Keywords

1 Introduction

A person becomes truly independent when is able to make his own decisions and carry out his basic activities autonomously. Grimley Evans (1997), defined autonomy as “the ability of individuals to live as they want” [1]. The concept of the expression “autonomy” can be represented as: “the ability to act for oneself, to be responsible for one’s own actions, without depending on others or on conditions of the environment”. Adding, “it is necessary to take into account the relativity of this definition, consequently, to speak of degrees and levels of people’s autonomy, since, to a greater or lesser extent, depend on others in different situations of daily life” [2]. Therefore, autonomy means, for the author, the ability to conduct his behavior independently, in certain situations and frequent events of daily life [3].

In general, autonomy is the ability to perform simple everyday tasks, which can sometimes be extremely difficult for people who are blind or have low vision, such as the act of identifying bank notes [4]. In a paper carried out at the Federal University of Paranã, blind people were interviewed. They also pointed out that changed the pattern of Brazilian banknotes, and the two reais banknote is smaller, but using only the tact, they cannot identify [4]. One of the people interviewed, an elderly woman, reporting the same difficulty for identifying cash and mentioned her strategy of separating the notes in the wallet with the help of her daughter, just because she memorizes the order of the notes and their values respectively [4]. That same paper identified some difficulties when the blind person or person with low vision goes to the supermarket. In a reported case, a person with a visual disability feels many difficulties in identifying products in the supermarket and stores [4]. Not all products have Braille identification, which are bumped dots on the packaging. So, they take the product and tries to use touch, but often they are very similar and confuse them, like canned foods. Thus, they reported that often buys the wrong products, highlighting the fact that the help of someone to make purchases in a market is almost indispensable, as the identification of the products is practically impossible [4]. Another important point to highlight is the predisposition of people around the disabled to help them. Many have a certain resistance and fear, or even help once or twice, but soon give up. Facts observed by Araújo in her paper, who interviewed some people about their daily lives, reported that people often offer help but not in the right way. For example, they want to hold the arm themselves instead of letting the blind support on the shoulder. At other times, they were abandoned in the middle of the street while crossing with the help of a person, putting they life at risk [5].

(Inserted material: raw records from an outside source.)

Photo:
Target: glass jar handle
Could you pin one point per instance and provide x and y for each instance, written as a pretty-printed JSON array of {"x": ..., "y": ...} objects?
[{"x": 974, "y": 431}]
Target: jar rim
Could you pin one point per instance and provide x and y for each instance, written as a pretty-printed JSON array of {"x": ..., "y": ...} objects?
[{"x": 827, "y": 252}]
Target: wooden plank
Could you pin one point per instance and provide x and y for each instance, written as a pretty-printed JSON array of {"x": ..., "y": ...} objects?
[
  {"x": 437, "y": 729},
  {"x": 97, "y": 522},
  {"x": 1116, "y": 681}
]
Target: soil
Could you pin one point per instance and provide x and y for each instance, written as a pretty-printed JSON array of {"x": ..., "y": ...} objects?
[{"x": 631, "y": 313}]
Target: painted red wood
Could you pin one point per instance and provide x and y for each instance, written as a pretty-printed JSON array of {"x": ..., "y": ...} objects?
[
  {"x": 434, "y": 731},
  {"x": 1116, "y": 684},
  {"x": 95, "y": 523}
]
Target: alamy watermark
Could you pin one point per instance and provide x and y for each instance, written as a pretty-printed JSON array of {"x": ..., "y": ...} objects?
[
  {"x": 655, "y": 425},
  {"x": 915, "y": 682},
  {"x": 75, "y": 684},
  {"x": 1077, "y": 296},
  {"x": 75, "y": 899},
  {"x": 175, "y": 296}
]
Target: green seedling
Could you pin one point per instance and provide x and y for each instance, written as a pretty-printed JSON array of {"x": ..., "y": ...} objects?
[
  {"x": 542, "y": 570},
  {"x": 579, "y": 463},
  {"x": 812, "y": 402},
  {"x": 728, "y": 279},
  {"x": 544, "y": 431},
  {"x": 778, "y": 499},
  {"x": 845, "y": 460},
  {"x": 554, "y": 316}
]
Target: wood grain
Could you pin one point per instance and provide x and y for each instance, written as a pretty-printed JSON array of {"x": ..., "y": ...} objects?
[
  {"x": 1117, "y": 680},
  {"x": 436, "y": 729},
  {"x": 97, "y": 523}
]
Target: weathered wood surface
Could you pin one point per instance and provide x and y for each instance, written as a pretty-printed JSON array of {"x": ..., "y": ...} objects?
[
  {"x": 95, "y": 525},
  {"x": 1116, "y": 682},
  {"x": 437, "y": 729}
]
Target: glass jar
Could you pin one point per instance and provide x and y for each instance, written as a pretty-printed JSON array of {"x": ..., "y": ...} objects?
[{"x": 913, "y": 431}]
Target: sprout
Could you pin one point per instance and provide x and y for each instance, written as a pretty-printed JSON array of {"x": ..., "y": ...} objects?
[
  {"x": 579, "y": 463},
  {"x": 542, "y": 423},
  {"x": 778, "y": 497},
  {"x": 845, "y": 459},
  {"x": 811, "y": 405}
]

The state of the art points out some solutions that can improve this scenario. Scientific solutions led to commercial devices that seek to bring more autonomy for the visually impaired. However, the most sophisticated and complete being imported, they have a high cost, reaching the range of three thousand dollars. These devices are capable of transcribing static texts, some colors and product labels [6]. There are also applications for smartphones with features that assist the disabled people in some activities. Pay Voice for example, is an application to check the value to be paid written on the card machine [7]. For notes, there is the Cash Reader, an application identifies money bills [8]. By pointing the phone towards the money, the application speaks aloud what the banknotes are worth. Eye-D makes texts convert to speech [9]. But the most used today is Be My Eyes. It works as a support network between people who see completely and visually impaired, promoting video calls so that a user with perfect vision can describe to the other drawings on the screen and read texts [10].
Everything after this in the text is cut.